View of Adirondacks from Lake Placid
Pat Bradley/WAMC
view of Adirondacks in winter from Lake Placid

The storm that drifted through the region Tuesday night and Wednesday morning left behind about a foot of snow and came just before one of the key holiday weekends of the winter season.
Mad River Glenn in Waitsfield, Vermont is one of the smaller ski areas in Vermont and relies on natural snow for its alpine trails.  Marketing Director Eric Friedman reported that their parking lot was full Wednesday as skiers with an unexpected day off headed to the slopes. He’s optimistic that means the nearly foot of snow that fell overnight will be a huge factor going into the Presidents Day weekend.  “Getting good snow during a holiday period is vitally important because the holiday periods, you know Christmas week, Martin Luther King weekend, Presidents’ week, are our bread and butter and if we can hit those it really makes a huge financial difference for us. So we’re just could not be more pleased with the timing of this.”

About 30 miles south in Ripton, Michael Hussey manages the Rikert Nordic Center and the Middlebury College Snow Bowl – an alpine and snowboarding center.  “At Rikert we get to open up some trails that were not very skiable after the thaw-freeze cycle that we just went through. At the Snow Bowl we have beautiful skiing and we do have Friday and Saturday the 96th running of the Middlebury Carnival. So we have big races at both places. So the snow is really helpful certainly at Rikert for that. The surface at the Snow Bowl you know you’d think the soft snow would be great but alpine racing wants a good hard surface. So we’ll probably end up plowing the snow off of the two race trails getting back down to the hard surface. Which sounds crazy I know but that’s what (laughs) we have to do to make it good safe racing.”

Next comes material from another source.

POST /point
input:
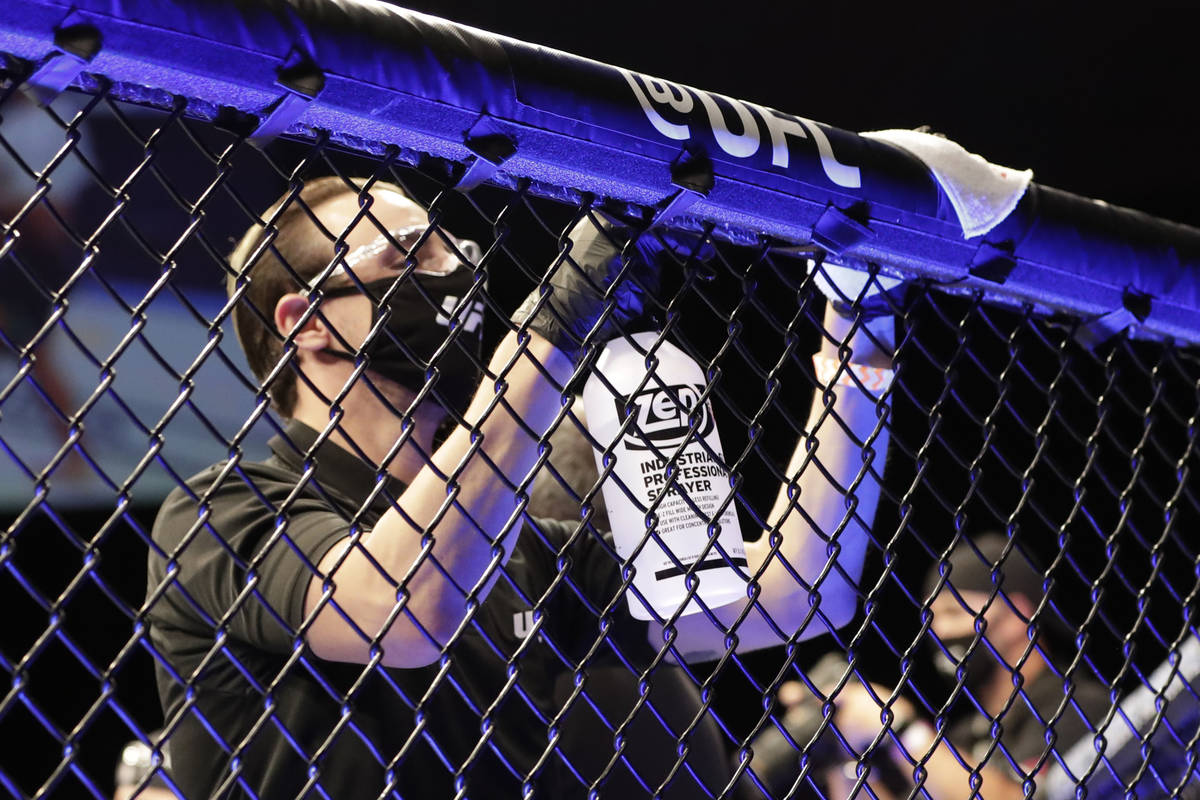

To the west and across Lake Champlain the Adirondacks also saw significant new snowfall. Regional Office of Sustainable Tourism President James McKenna says on Tuesday the tourist center sent out alerts to more than 150,000 digital subscribers about the incoming snowstorm, identifying winter activities in the Adirondacks.  “Snowmobiling, snowshoeing that’s taken off over the last few years, tobogganing and sledding. You know many people have never seen a toboggan chute before. And just looking at the fat tire bikes I mean a lot of the trails in the area now are fat bike tire friendly. That particular activity it allows our bike shops to operate almost year-round now. You know micro-spiking and many many types of new activities. Those different types of winter sports activities that’s really what separates our region from some of the traditional ski resort areas.”

The Christmas and Presidents Day weekends are considered key winter holidays. McKenna says it is too early for solid data but anecdotal observations indicate it has been a good winter season for sports, tourism and business.